May 14 2012

When Deduping Primary Data Makes Sense

The University of North Carolina dedupes primary storage to manage the its growing data demands.

IT departments tend to shy away from deduplicating primary storage because of its potential performance impact. They fear the trade-off between the time it takes to identify and dedupe production data and the eventual gains in bandwidth and disk capacity.

However, the University of North Carolina at Chapel Hill (UNC) says today’s relentless storage demands are pushing aside any wariness of the technology and its possible productivity slowdowns.

“We have seen a proliferation of storage utilization by most applications as well as backup, so if we can reduce the number of blocks that have to be stored and backed up, we’ll save money,” says Michael Barker, assistant vice chancellor for infrastructure and operations and chief technology officer at UNC.

Greg Schulz, founder and senior adviser to the Server and StorageIO Group, says data that is not time-sensitive can be a candidate for primary storage deduplication. For instance, virtual desktop infrastructure, registration information and classroom records can take up space and present an opportunity to trade some data reduction time for storage space.

“Instead of waiting till data is sent to backup systems to be reduced, higher education institutions can perform that task on the source side, realizing immediate space-saving benefits,” Schulz says.

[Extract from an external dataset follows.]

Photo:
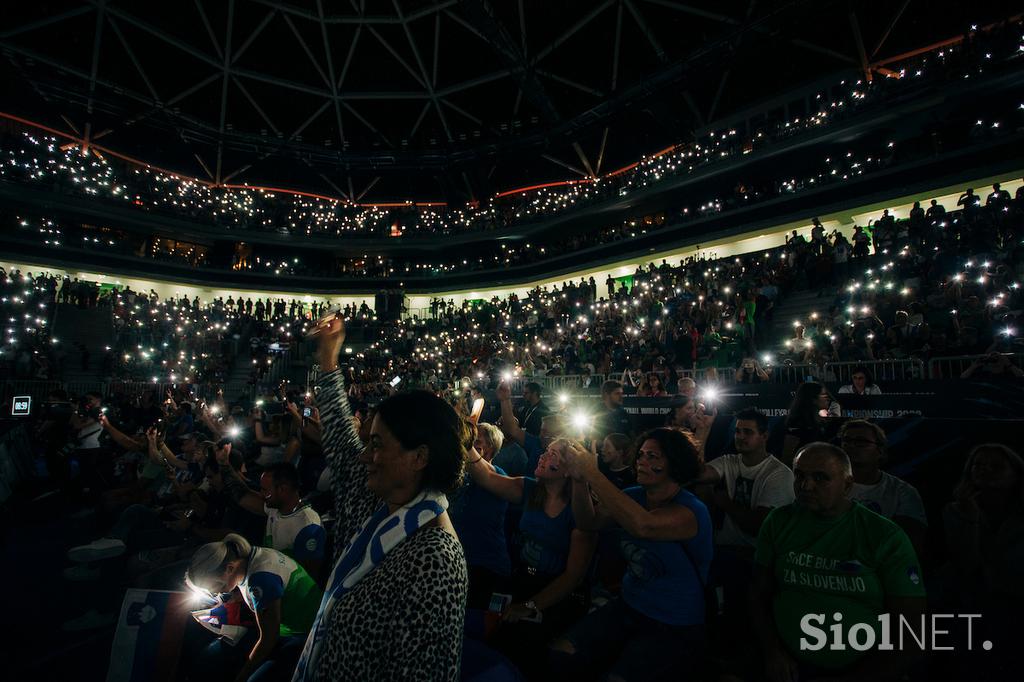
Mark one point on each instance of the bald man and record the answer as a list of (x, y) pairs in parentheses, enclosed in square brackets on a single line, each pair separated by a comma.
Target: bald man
[(824, 555)]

UNC uses NetApp’s FAS3270 appliance to eliminate duplicate blocks within primary storage. The savings goal is to reclaim 20 percent of capacity through data deduplication. The university also uses thin provisioning and flexible cloning techniques to drive further efficiencies. As it adds more applications to the deduplication pool, the university anticipates reaching a 50 percent return on usable space. “We expect our 280-terabyte spinning file system to present itself to our 27,000 students, faculty and staff as 400TB of available space,” Barker says.